Tidak hanya soal takaran bumbu yang pas, tapi kita juga perlu tahu cara meracik dan menyajikannya dengan baik. Ya, seperti itu jugalah kita ‘menyajikan’ diri kita pada orang lain. Urusan selera, kita tidak akan bisa memaksakan satu selera untuk semua. Justru, keberagaman rasa itulah yang membuat pertemuan ini begitu kaya.
Dan waktu jelajah alam, kami diuji bukan cuma fisik, tapi juga hati. Siapa yang paling sabar, siapa yang paling mendukung, siapa yang berani mengambil langkah lebih dulu. Di tengah keringat dan napas yang ngos-ngosan, ada rasa puas yang tak bisa dijelaskan. Seperti saat kita bisa menjawab pertanyaan dengan benar, bisa kompak menggelorakan yel-yel, bisa memaparkan kiprah tokoh dengan gamblang, dan sebagainya. Tidak hanya itu, setelah itu saya merasa lebih kuat, lebih berani, dan lebih kenal pada diri sendiri.

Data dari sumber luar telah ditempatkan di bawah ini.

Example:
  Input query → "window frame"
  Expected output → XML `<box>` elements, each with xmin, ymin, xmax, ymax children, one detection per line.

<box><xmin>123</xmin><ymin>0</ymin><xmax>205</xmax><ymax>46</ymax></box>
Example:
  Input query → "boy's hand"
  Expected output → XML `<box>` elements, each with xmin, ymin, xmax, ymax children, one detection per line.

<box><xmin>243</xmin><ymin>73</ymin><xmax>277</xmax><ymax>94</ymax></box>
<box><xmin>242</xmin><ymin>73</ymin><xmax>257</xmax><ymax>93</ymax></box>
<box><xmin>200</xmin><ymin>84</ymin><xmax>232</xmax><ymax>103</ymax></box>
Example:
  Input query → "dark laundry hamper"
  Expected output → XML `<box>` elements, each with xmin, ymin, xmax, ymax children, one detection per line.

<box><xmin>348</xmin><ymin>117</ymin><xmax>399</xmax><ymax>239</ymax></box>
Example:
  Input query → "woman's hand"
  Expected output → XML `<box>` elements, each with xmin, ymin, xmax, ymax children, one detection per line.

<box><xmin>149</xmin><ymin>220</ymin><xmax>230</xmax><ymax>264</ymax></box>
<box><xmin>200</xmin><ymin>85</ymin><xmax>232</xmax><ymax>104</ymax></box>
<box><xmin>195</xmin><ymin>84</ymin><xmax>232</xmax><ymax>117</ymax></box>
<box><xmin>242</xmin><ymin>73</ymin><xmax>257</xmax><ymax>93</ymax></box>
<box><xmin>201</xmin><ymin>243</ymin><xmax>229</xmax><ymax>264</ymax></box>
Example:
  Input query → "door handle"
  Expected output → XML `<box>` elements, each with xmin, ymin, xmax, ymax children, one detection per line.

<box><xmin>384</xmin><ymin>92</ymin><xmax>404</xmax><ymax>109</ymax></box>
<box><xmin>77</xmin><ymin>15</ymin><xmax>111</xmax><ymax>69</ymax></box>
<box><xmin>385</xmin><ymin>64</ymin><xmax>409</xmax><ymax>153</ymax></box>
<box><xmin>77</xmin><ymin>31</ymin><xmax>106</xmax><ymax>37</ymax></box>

Setelah semua ini, saya ingin berterima kasih. Untuk ibu-ibu Aisyiyah Kota Blitar yang memberi kesempatan dan kepercayaan. Untuk seluruh peserta Aisyiyah Cadre Camp 2025 dari seluruh daerah di Indonesia yang membanggakan. Untuk kontingen Jawa Timur yang selalu semangat dan saling menguatkan. Untuk anggota Regu Esty (Bu Yulfa dari Trenggalek, Bu Nisa dari Sumenep, Bu Khusnul dari Surabaya, Bu Wiwin dari Tuban, Bu Siti dari Tulungagung, Bu Istianawati dari Bojonegoro dan Bu Isti dari Sidoarjo) yang telah menjadi rumah selama kegiatan.
Saya tahu nanti akan ada masa-masa semangat menurun ketika ber-Aisyiyah. Ketika bosan, lelah, atau kesal pada anggota pimpinan lain. Tapi saya belajar bahwa perasaan itu wajar. Dan sebelum menyalahkan orang lain, baiknya kita tengok diri dulu. Karena diri inipun sadar: aku juga tak selalu menyenangkan.
Jadi, kalau nanti perlu jeda, silakan ambil waktu itu sejenak.
Asal jangan selamanya berhenti.
Asal jangan balik arah.
Ingat tujuan, ingat niat awal, dan terus kuat meski pelan.
Pernah dengar ada yang bilang gini? “Non muslim mungkin akan terarik masuk islam karena ajarannya, tapi mungkin gak jadi masuk islam karena melihat kelakuan penganutnya”. Agama ini dan persyarikatan ini adalah wadah, namun kitalah yang menjadi corongnya. Melihat visi dan misi Aisyiyah, mungkin banyak yang akan jatuh cinta. Tapi jangan buat mereka mundur karena sikap dan tingkah laku kader pimpinannya. Jangan ya dek ya..
Karena kita bukan hanya sedang ikut kegiatan, tapi sedang menyiapkan diri untuk jadi kader yang tangguh dan bermanfaat.
Untuk Aisyiyah.
Untuk umat.
Dan tentu… untuk Allah SWT.
Selamat tumbuh, diriku.
Dan juga untuk kamu.
Yang sedang berjuang di jalan yang sama.